Ey nefsim! Bil ki, evvelki adam kâfirdir veya fâsık gâfildir. Şu dünya onun nazarında bir mâtemhâne-i umumiyedir. Bütün zîhayat firâk ve zevâl sillesiyle ağlayan yetimlerdir. Hayvan ve insan ise, ecel pençesiyle parçalanan kimsesiz başıbozuklardır. Dağlar ve denizler gibi büyük mevcudât ruhsuz, müthiş cenazeler hükmündedirler. Daha bunun gibi çok elîm, ezici, dehşetli evham, küfründen ve dalâletinden neş'et edip, onu mânen tâzib eder.
Diğer adam ise mü'mindir. Cenâb-ı Hâlıkı tanır, tasdik eder. Onun nazarında şu dünya bir zikirhâne-i Rahmân, bir tâlimgâh-ı beşer ve hayvan ve bir meydan-ı imtihan-ı ins ü cândır. Bütün vefiyât-ı hayvaniye ve insaniye ise terhisâttır. Vazife-i hayatını bitirenler bu dâr-ı fânîden, mânen mesrurâne, dağdağasız diğer bir âleme giderler. Tâ yeni vazifedarlara yer açılsın, gelip çalışsınlar. Bütün tevellüdât-ı hayvaniye ve insaniye ise, ahz-ı askere, silâh altına, vazife başına gelmektir. Bütün zîhayat birer muvazzaf mesrur asker, birer müstakîm memnun memurlardır. Bütün sadâlar ise, ya vazife başlamasındaki zikir ve tesbih ve paydostan gelen şükür ve tefrih veya işlemek neş'esinden neş'et eden nağamâttır. Bütün mevcudât, o mü'minin nazarında, Seyyid-i Kerîminin ve Mâlik-i Rahîminin birer mûnis hizmetkârı, birer dost memuru, birer şirin kitâbıdır. Daha bunun gibi pekçok latîf, ulvî ve leziz, tatlı hakikatler imânından tecellî eder, tezâhür eder.

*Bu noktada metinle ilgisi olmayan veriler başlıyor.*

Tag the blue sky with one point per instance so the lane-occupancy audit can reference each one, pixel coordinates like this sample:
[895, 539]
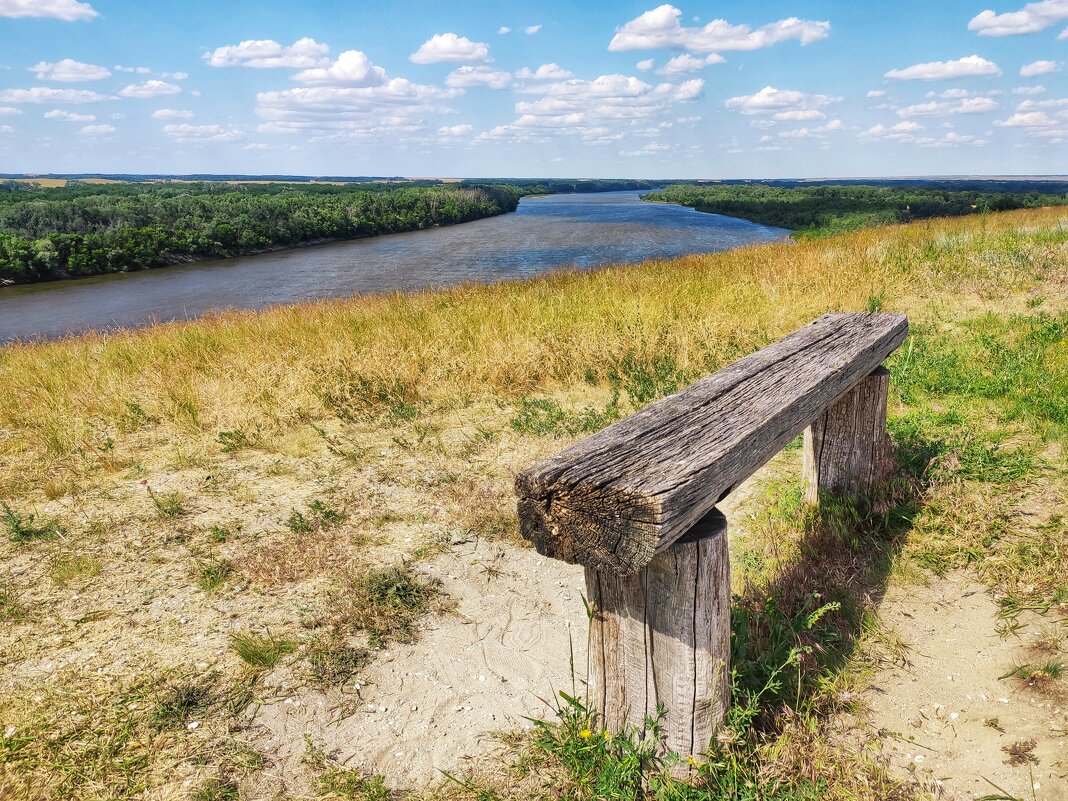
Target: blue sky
[781, 88]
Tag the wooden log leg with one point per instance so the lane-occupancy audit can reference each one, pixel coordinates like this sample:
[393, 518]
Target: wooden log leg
[847, 451]
[662, 637]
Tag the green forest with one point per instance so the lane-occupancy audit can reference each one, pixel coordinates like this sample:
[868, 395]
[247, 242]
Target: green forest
[821, 210]
[89, 229]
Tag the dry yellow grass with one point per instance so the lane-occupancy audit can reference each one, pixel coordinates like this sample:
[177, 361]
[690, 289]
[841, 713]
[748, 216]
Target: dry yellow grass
[75, 406]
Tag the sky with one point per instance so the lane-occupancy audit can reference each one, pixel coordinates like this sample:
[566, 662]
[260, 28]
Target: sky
[701, 90]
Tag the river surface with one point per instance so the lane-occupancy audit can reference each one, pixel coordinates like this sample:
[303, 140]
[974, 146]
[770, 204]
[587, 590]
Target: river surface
[545, 233]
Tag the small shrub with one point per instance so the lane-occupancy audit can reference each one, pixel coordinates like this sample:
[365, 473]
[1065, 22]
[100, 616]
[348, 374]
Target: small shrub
[261, 652]
[24, 529]
[213, 574]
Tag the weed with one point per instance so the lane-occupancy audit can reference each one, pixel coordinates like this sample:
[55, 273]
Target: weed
[213, 574]
[65, 568]
[168, 505]
[24, 529]
[261, 650]
[11, 608]
[330, 663]
[385, 602]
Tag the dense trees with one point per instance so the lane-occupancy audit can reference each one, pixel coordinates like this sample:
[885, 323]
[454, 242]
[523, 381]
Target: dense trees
[827, 209]
[85, 230]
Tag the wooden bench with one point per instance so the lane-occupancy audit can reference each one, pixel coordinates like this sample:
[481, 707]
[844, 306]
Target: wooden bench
[635, 505]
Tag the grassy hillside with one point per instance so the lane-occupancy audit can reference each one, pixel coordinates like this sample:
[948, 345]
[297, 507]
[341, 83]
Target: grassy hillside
[291, 471]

Demek, İmân bir mânevî Tûbâ-i Cennet çekirdeğini taşıyor. Küfür ise mânevî bir Zakkum-u Cehennem tohumunu saklıyor.
Demek selâmet ve emniyet, yalnız İslâmiyette ve imândadır. Öyle ise biz dâimâ, (İslâm dinini ve mükemmel İmân nimetini ihsan ettiği için Allah'a hamd olsun) demeliyiz.
Lügatçe;
nedâmet: Pişmanlık-işret: İçki içme, alkollü içki kullanma-fâsık: Günahkâr, büyük günahları işleyen-mâtemhâne-i umumiye: Herkesin yas tuttuğu bir yer-zîhayat: Canlı-firâk ve zevâl: ayrılık ve kayboluş-tâzib: Acı çektirme, sıkıntı verme-tâlimgâh-ı beşer ve hayvan: İnsan ve hayvan için eğitim yeri-meydan-ı imtihan-ı ins ü cân: İnsan ve cinler için imtihan meydanı-vefiyât-ı hayvaniye ve insaniye: Hayvan ve insanın ölümü-mesrurâne: Sevinçli-tevellüdât-ı hayvaniye ve insaniye: Hayvan ve insan doğumları-ahz-ı asker: Askere alma-tefrih: Ferahlandırma, gönül açma-nağamât: Nağmeler, güzel sesler-mûnis: Alışılmış, ehlîleşmiş, cana yakın, sevimli, dost, itaatkâr.